We also introduce new computational approaches to make these calculations much faster and more realistic, and we show, for instance, that even the substrate that holds these materials in experiments can dramatically influence the measured properties. Yingbo Zhao Advisor: Professor Omar Yaghi, Department of Chemistry Reticular Chemistry of Mesoscopic Constructs, Glasses, and Weaving Materials Zhao’s dissertation focuses on the development of reticular chemistry, where molecular building blocks are linked into extended frameworks using strong bonds, in the context of nanomaterial design.
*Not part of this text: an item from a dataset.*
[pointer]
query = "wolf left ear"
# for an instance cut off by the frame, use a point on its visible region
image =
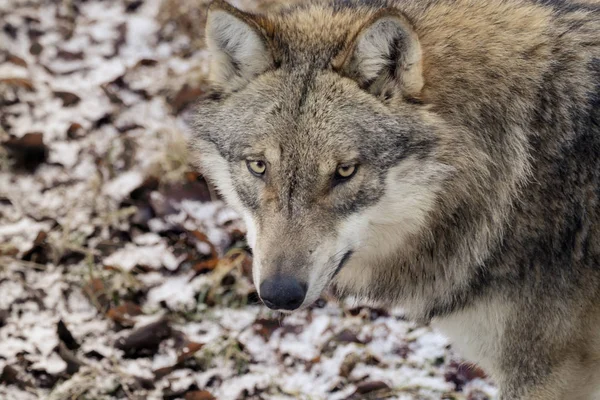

Specifically, the dissertation advances the frontier of reticular chemistry is three aspects: (a) bringing metal-organic frameworks (MOFs) and covalent organic frameworks (COFs), the products of reticular chemistry, into nanometer size regime and integrating them into mesoscopic constructs; (b) developing reticular chemistry beyond crystalline materials and synthesizing glassy form of MOFs; (c) Designing woven frameworks where interlacing molecular threads form crystalline three-dimensional frameworks.
CSL seeks to leverage excellence in disciplinary research to have a societal impact through interdisciplinary solutions that address major societal problems.
Detailed Business Plan Example - Phd Thesis Prize
The CSL Ph D Thesis award is bestowed annually to a researcher whose Ph D thesis makes advances in a disciplinary area that has an interdisciplinary angle.Because most of these effects only occur in the subdiffractional scale, I develop a nearfield scanning tunneling microscopy with a super-resolution to observe these 'dark' effects.In the study of 2D TMDC, I discover several excitonic states are originated from a very large exciton binding energy in the unique 2D semiconducting material.Using another nonlinear optical probe, second harmonic generation spectroscopy, I further identify an edge response at the domain boundary of a continuous TMDC crystal synthesized by the chemical vapor deposition technique.Finally, a TMDC exciton based light emitting device is demonstrated as a practical application.These developments not only provide a series of porous building blocks for nanomaterial design, but also lead to energy related applications such as electrochemical carbon dioxide reduction. Kelsey Sakimoto Advisor: Professor Peidong Yang, Department of Chemistry Inorganic-Biological Hybrids for Solar-to-Chemical Production Converting sunlight to chemicals in an efficient, reliable, and inexpensive manner is a grand challenge of the century.My thesis sheds some light on a potential approach, combining high efficiency semiconductor based light harvesters, and higher performance biological catalysis for CO2 fixation.In order to give unbiased predictions of how these systems behave, we use theoretical frameworks that do not rely on experimental fitting parameters, and use supercomputers to perform calculations.We show that many of these interesting electronic and optical properties stem from the weak electronic screening in these materials, which a result of their reduced dimensionality and which often cannot be accounted for with simpler models.The studied systems are consisted of two parts: artificlal plasmonic antennas and natural two dimensional transiiton metal dichalcogenides (TMCDs).With plasmonic antennas, I realize the classical analog of a few intriguing quantum mechanical effects, including electromagnetic induced transparency, anti-Hermitian coupling induced super-radiance, and spin Hall effect for photon.